Many kids don't like vegetables because their parents don't like vegetables. The thing is aside of a few stronger vegetables like cabbage or brussels sprouts, most kids will eat any vegetable especially if it involves some type of dip. Our grandkids are particularly fond of Ranch® dressing as a dip. Now Hidden Valley® has come up with a few new flavours so I just had to combine their new Spicy flavour for this family favourite. I have to tell you the new Spicy Ranch® is delectable, not too spicy for kids yet just that extra zest for mature palates. These yummy grilled zucchini boats are a sure hit!

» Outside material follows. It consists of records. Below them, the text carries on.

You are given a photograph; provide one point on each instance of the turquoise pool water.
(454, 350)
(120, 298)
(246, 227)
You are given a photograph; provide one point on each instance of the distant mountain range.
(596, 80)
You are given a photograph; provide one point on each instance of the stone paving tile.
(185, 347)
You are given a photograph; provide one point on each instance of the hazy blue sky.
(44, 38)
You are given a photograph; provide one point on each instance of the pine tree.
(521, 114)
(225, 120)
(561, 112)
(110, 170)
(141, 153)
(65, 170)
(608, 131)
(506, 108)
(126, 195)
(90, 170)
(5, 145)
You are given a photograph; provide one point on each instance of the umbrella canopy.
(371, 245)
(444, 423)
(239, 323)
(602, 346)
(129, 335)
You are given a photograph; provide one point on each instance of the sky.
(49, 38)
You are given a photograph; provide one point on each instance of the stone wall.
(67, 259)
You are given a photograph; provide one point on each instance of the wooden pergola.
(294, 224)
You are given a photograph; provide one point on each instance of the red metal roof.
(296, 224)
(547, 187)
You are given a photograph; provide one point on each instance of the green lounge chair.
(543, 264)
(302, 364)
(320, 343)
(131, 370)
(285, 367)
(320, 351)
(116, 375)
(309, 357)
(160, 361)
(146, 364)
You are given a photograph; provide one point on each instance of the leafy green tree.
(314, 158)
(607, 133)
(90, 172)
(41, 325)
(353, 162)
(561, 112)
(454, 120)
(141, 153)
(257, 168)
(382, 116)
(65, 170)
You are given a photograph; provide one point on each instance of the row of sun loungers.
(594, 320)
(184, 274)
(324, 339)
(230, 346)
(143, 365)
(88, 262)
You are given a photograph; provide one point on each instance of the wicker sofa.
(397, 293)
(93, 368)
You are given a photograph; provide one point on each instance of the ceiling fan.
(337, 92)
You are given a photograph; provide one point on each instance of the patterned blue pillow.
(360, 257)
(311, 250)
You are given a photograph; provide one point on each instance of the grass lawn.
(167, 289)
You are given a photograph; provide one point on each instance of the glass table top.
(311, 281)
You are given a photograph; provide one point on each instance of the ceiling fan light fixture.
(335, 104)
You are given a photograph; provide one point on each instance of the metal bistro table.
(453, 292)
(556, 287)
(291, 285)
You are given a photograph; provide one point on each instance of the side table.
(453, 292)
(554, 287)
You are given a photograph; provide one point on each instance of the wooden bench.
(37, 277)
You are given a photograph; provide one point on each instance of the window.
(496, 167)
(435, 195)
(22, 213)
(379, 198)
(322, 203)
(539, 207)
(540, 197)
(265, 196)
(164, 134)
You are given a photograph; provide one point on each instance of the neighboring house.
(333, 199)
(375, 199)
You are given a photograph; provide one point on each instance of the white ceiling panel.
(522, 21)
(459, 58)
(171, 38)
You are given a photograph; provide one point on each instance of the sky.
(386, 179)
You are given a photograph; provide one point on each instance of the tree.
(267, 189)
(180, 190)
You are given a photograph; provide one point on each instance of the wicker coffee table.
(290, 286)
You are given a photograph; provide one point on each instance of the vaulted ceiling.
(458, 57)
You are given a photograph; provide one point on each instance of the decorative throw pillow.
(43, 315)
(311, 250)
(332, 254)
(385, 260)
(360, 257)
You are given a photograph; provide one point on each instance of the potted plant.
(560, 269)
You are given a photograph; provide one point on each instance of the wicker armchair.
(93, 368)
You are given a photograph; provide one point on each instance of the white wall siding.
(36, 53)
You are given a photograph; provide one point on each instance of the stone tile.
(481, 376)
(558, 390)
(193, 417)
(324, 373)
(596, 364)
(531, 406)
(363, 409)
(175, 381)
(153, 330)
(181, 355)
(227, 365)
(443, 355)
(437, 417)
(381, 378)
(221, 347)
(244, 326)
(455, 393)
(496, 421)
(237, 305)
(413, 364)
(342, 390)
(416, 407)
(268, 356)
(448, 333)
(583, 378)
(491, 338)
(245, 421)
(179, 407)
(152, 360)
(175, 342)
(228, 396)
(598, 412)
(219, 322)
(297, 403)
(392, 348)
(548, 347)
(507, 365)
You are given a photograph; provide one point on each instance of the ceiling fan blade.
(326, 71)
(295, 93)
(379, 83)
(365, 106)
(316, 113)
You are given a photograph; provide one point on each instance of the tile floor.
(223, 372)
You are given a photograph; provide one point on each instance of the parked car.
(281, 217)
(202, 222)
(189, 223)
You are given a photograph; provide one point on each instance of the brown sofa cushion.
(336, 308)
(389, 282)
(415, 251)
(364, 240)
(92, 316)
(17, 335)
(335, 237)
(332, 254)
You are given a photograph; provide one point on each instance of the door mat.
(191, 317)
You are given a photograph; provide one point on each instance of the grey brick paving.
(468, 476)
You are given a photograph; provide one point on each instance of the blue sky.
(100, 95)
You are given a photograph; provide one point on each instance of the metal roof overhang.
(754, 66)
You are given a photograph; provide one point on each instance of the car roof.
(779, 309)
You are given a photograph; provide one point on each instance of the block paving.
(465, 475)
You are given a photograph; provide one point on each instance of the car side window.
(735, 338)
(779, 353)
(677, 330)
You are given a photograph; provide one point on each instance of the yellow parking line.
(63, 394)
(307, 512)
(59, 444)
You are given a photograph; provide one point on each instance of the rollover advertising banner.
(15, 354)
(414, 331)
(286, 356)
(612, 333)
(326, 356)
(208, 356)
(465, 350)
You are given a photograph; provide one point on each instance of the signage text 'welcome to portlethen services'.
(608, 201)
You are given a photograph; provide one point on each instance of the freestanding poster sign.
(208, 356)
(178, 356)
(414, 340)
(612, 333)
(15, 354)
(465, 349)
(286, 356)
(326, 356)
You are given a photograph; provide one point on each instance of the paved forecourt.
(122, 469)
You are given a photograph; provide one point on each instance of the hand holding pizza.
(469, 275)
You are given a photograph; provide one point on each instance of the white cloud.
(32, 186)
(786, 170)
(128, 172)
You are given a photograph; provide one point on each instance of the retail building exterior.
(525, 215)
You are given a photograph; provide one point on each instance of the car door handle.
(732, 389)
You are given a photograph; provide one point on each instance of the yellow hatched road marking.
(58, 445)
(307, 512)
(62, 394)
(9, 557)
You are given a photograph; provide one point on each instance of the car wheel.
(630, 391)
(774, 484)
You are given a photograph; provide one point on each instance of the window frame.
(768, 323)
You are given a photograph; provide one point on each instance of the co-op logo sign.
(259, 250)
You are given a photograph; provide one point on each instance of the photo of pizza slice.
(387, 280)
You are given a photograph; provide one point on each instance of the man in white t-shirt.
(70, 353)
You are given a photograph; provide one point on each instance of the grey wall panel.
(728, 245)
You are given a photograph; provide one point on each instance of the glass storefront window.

Wash then cut the zucchini in half from stem end to blossom end. Cut a channel removing the seeds. Cover with the Ranch® original dressing. Let marinate for 1 hour. Heat the grill and place the zucchini channel side down. Prepare the sweet peppers, mushrooms, eggplant, broccoli and onions. Heat the butter in a fry pan then toss in the vegetables and let cook until just tender. Remove from heat and drain. Turn the zucchini over when there are nice hash marks. Divide the vegetable mixture evenly. Continue grilling until zucchini is tender. Top with cheddar cheese. Continue grilling until the cheese is melted. Remove from grill and top with green onions and chives. Drizzle with Hidden Valley® Ranch® spicy dressing or serve it in a dipping bowl to accompany the zucchini boats.